The song reached number one in Germany in its second week on the chart, becoming the rapper's first number-one hit there. It also went on to become the most streamed song in Germany in 2019. Additionally, the song peaked in the top-10 of the charts in Austria and Switzerland. In March 2020, the song was awarded the most successful record of 2019 by the academy of the German Music Authors' Prize, hosted by GEMA.

==Critical reception==
The editors of 16Bars stressed the song's use of "unique vocal efforts" paired with "catchy melodies" and Apache's "authentic showmanship". Laut.de praised the song for showcasing Apache's trademark qualities, including a "catchy hook" and "a good portion of self-deprecation".
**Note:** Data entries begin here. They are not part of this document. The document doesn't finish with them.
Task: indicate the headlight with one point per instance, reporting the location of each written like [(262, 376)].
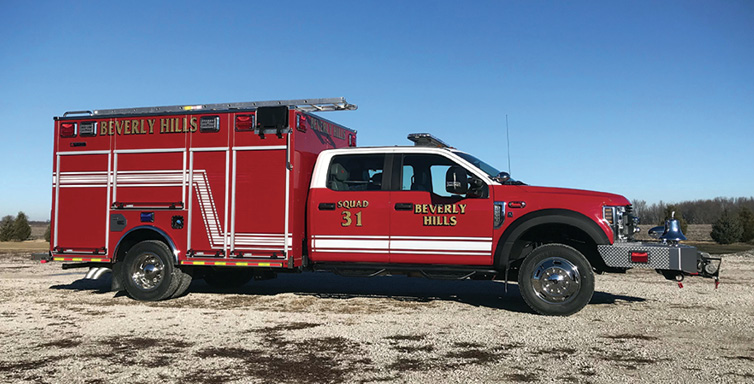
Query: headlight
[(621, 220)]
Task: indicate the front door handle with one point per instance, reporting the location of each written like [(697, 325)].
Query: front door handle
[(404, 206), (326, 206)]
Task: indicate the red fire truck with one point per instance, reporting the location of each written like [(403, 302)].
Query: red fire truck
[(159, 196)]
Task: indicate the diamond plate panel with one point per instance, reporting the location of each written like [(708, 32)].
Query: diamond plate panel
[(681, 257)]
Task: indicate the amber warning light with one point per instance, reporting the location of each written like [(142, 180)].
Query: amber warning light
[(67, 129)]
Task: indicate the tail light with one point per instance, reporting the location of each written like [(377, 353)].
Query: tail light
[(244, 122), (67, 129), (639, 257)]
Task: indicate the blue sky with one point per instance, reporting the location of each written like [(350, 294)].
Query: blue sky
[(650, 99)]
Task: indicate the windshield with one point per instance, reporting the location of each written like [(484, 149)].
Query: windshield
[(486, 168)]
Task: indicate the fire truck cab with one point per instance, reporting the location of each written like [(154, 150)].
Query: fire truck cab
[(229, 192)]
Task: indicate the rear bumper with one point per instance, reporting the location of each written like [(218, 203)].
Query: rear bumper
[(657, 256)]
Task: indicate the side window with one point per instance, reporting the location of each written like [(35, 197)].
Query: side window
[(425, 173), (356, 173)]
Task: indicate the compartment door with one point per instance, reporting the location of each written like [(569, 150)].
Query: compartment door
[(81, 203), (349, 219), (260, 198)]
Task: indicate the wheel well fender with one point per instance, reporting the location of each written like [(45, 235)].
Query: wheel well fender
[(138, 234), (510, 247)]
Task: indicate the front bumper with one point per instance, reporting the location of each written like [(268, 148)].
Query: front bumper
[(664, 258)]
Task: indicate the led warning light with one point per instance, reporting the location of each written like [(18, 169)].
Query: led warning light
[(244, 122), (67, 129)]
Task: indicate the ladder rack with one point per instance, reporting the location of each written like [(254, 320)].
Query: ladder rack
[(304, 105)]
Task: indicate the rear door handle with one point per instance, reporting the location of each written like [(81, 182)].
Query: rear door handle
[(404, 206), (326, 206)]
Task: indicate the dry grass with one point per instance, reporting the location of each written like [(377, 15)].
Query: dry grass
[(24, 246)]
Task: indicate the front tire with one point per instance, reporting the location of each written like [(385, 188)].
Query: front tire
[(556, 280), (149, 273)]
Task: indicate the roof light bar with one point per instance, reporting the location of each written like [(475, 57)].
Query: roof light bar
[(426, 140)]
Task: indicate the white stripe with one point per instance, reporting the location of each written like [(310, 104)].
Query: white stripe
[(440, 238), (345, 244), (102, 152), (350, 237), (441, 245), (460, 253), (209, 149), (259, 148), (150, 150), (349, 251)]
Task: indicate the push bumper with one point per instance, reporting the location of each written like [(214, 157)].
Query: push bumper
[(670, 260)]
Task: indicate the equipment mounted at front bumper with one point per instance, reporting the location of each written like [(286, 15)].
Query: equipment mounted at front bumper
[(673, 261)]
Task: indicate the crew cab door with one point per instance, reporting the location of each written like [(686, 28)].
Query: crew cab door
[(349, 219), (432, 226)]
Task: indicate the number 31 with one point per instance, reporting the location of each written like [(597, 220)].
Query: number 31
[(347, 219)]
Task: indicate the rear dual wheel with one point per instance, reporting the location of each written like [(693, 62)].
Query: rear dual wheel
[(150, 273), (556, 280)]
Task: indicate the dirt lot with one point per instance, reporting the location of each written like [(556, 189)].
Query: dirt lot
[(57, 327)]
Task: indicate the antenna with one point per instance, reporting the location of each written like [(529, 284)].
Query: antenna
[(508, 140)]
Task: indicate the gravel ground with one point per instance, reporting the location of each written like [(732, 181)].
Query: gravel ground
[(56, 327)]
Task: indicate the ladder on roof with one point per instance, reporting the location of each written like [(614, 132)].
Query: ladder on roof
[(304, 105)]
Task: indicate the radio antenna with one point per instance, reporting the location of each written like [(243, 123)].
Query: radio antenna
[(508, 140)]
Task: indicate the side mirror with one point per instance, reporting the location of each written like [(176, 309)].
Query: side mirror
[(502, 177), (456, 181)]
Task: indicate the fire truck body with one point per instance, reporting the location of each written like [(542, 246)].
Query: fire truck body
[(208, 181), (227, 192)]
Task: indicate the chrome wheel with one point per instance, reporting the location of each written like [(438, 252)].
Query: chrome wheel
[(148, 271), (556, 280)]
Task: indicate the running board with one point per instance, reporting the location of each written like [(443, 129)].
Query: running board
[(437, 272)]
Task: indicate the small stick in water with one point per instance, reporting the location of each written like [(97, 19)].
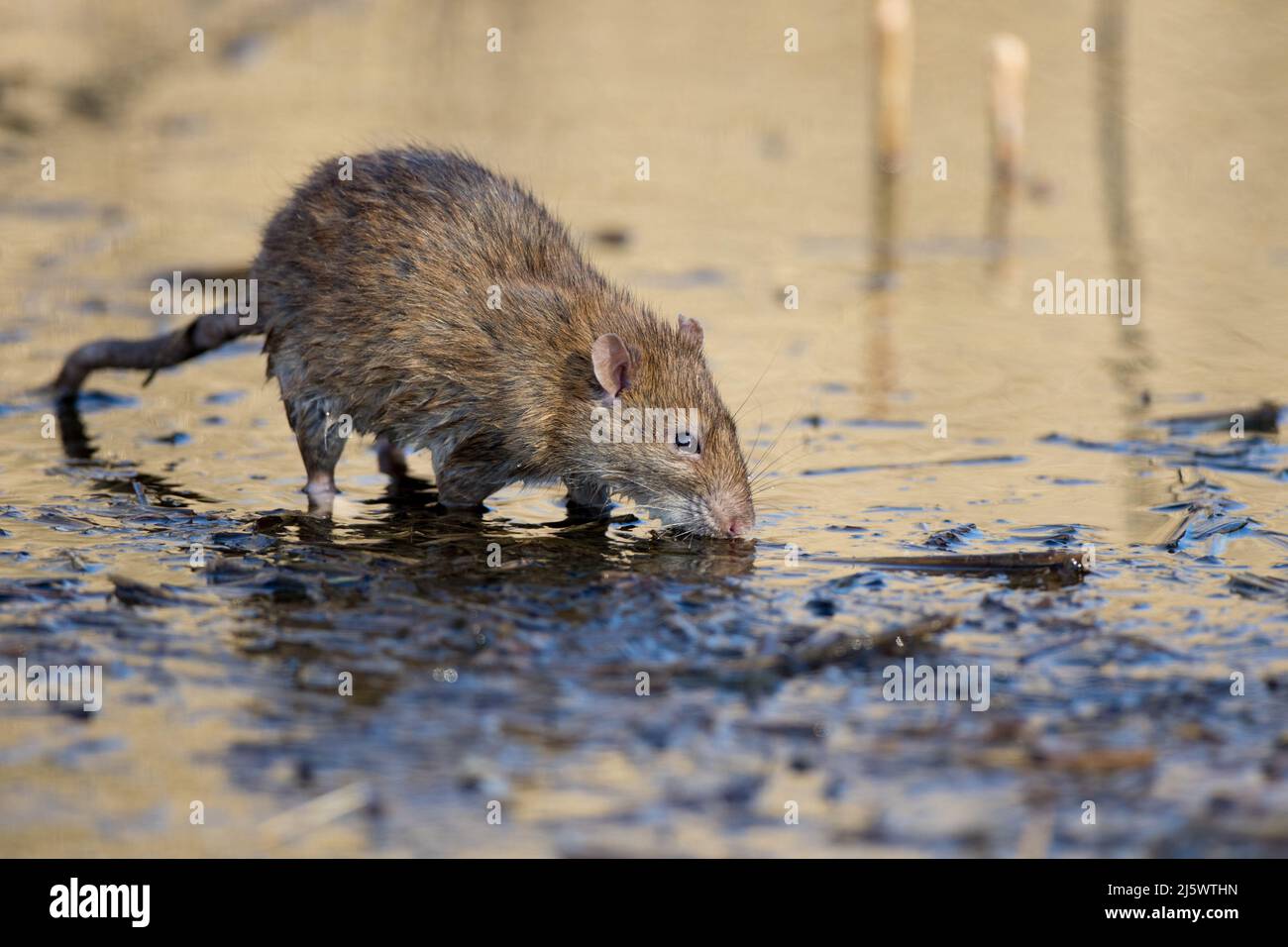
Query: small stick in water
[(1009, 73), (893, 25), (1009, 69)]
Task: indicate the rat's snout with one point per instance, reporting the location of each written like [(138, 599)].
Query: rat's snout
[(732, 519), (734, 526)]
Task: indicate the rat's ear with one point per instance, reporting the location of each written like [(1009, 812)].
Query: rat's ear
[(691, 329), (612, 364)]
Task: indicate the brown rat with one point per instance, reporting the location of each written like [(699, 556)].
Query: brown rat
[(439, 305)]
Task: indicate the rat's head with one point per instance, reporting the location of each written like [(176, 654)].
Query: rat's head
[(662, 436)]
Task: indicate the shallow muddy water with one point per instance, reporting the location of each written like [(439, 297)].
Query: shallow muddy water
[(919, 411)]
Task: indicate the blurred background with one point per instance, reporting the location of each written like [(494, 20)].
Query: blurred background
[(914, 300)]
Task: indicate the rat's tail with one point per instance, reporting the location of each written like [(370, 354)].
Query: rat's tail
[(202, 334)]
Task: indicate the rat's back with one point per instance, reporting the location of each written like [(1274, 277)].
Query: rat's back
[(403, 286)]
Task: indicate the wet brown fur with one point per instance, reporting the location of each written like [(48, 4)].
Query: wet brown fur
[(374, 295)]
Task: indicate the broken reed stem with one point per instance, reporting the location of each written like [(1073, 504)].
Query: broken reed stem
[(1009, 71), (893, 30)]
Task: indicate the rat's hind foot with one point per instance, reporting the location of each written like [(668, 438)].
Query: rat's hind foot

==Commercial performance==
The song debuted at number two in Germany, behind Capital Bra's and Samra's Nummer eins, becoming the rapper's highest charting single. In its second week, for the chart dated 6 September 2019, the song reached number one. The song was certified diamond by the BVMI in July 2020, exceeding one million certified units in Germany. In doing so, the song became only the fourth German rap song to reach that threshold. By 30 September 2020, the song had amassed 221 million streams on Spotify, surpassing Rammstein's "Du hast" (1997) as the most streamed German song of all time on the streaming service.

==Music video==
The accompanying music video was released on 23 August 2019. It mainly features the rapper, dressed in white Nike socks and sneakers, with his crew (mainly consisting of his real life friends) riding motorcycles. He gets the USB Stick for his EP Platte stolen by a gang. Later, with a jump he kicks the thief off his scooter. The scene, allegedly resembling a scene from a german series "Die Ruhrpottwache" featuring Smolik, is filmed at the bft gas station in Speyer, near his hometown Ludwigshafen. The final scene shows Apache running through a street in Mannheim while also alluding to the title of his then upcoming debut EP Platte. The video surpassed 40 million views by the end of 2019.

==Personnel==
Credits adapted from Tidal.
- Apache 207 – vocals, songwriting
- Lucry – composition, production, mixing engineering
- Suena – composition, production, mixing engineering
- Lex Barkey – mastering engineering

==Charts==

===Weekly charts===

| Chart (2019) | Peak position |
|---|---|
| Austria (Ö3 Austria Top 40) | 2 |
| Germany (GfK) | 1 |
| Switzerland (Schweizer Hitparade) | 4 |

===Year-end charts===

| Chart (2019) | Position |
|---|---|
| Austria (Ö3 Austria Top 40) | 8 |
| Germany (GfK) | 3 |
| Switzerland (Schweizer Hitparade) | 32 |

| Chart (2020) | Position |
|---|---|
| Austria (Ö3 Austria Top 40) | 6 |
| Germany (GfK) | 3 |
| Switzerland (Schweizer Hitparade) | 22 |

| Chart (2021) | Position |
|---|---|
| Austria (Ö3 Austria Top 40) | 65 |
| Germany (GfK) | 30 |

| Chart (2022) | Position |
|---|---|
| Germany (GfK) | 64 |

| Chart (2023) | Position |
|---|---|
| Austria (Ö3 Austria Top 40) | 75 |
| Germany (GfK) | 26 |

| Chart (2024) | Position |
|---|---|
| Germany (GfK) | 96 |

==Certifications==

| Region | Certification | Certified units/sales |
| Austria (IFPI Austria) | 5× Platinum | 150,000^{‡} |
| Germany (BVMI) | 9× Gold | 1,800,000^{‡} |
| Switzerland (IFPI Switzerland) | 3× Platinum | 60,000^{‡} |
^{‡} Sales+streaming figures based on certification alone.